Sydney (Austrália), 19 jun (Minds/EFE).- Devido à chegada de mais de 20 mil imigrantes irregulares através de embarcações em seu litoral em 2013, o governo da Austrália implementou uma polêmica política militarizada contra esse tráfico que literalmente acabou com essas tentativas.

O primeiro-ministro conservador, Tony Abbott, declarou "guerra" aos traficantes ao chegar ao poder e iniciou a "Operação Fronteiras Soberanas", que endurecia a política contra a imigração ilegal.

O elemento central desta operação, marcado pelo caráter secreto, é a utilização da marinha, que obriga as embarcações com pessoas sem documentos que tentam chegar à Austrália a darem meia-volta e retornarem aos pontos de embarque na Indonésia.

Desde a sua implementação, apenas um barco com 160 solicitantes de asilo do Sri Lanka conseguiu se aproximar do litoral australiano, em 2014, enquanto que cerca de 30 embarcações com 765 imigrantes sem documentos a bordo foram forçadas a voltar a seus portos de origem.

"Desde a 'Operação Fronteiras Soberanas', não tivemos nenhum afogamento no mar", defendeu em entrevista à agência australiana "AAP" o ministro de Imigração, Peter Dutton, que comparou o resultado com os 1.200 mortos registrados durante o mandato do governo anterior (trabalhista, 2007-2013).

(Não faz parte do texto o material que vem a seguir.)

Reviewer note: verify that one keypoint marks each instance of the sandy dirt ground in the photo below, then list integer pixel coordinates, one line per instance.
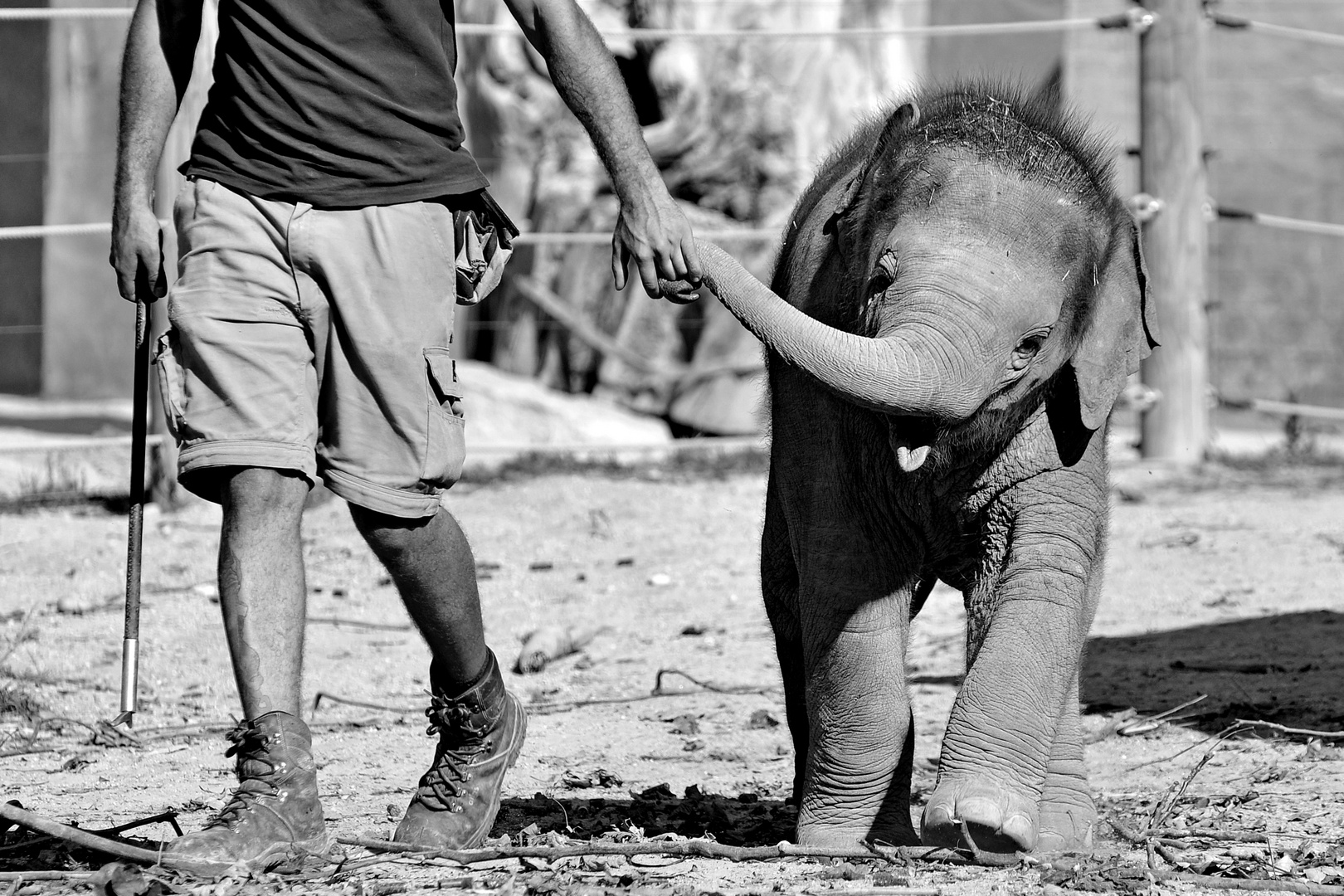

Esta política gerou críticas de várias organizações que recriminam a falta de escrúpulos da Austrália, país que, por outro lado, é um dos que mais recebe refugiados per capita do mundo.

O seu compromisso é acolher um mínimo de 13.750 pessoas no ano fiscal 2016-17, 16.250 em 2017-18 e 18.720 em 2018-19, além de 12 mil adicionais para cada ano provenientes da Síria e do Iraque.

A Anistia Internacional (AI) denunciou que oficiais da marinha e encarregados do controle de fronteiras da Austrália pagaram em maio de 2015 US$ 32 mil à tripulação de um barco com potenciais solicitantes de asilo para que voltassem à Indonésia.

Dutton se negou a comentar ou investigar o incidente e se limitou a dizer que o governo vai fazer "o que for necessário, dentro da lei australiana, para deter a chegada das pessoas por barco".

A AI considera alarmante que vários países europeus, da África, do Oriente Médio e da Ásia, que enfrentam uma forte pressão migratória e que foram nações que acolheram imigrantes durante décadas, olhem com interesse para as políticas australianas.

"Houve interesse de lugares como a Europa (...), viram como funcionamos sob o modelo da 'Operação Fronteiras Soberanas' e estão analisando o que poderiam fazer", disse em maio ao Senado o comandante desta operação, Stephen Osborne.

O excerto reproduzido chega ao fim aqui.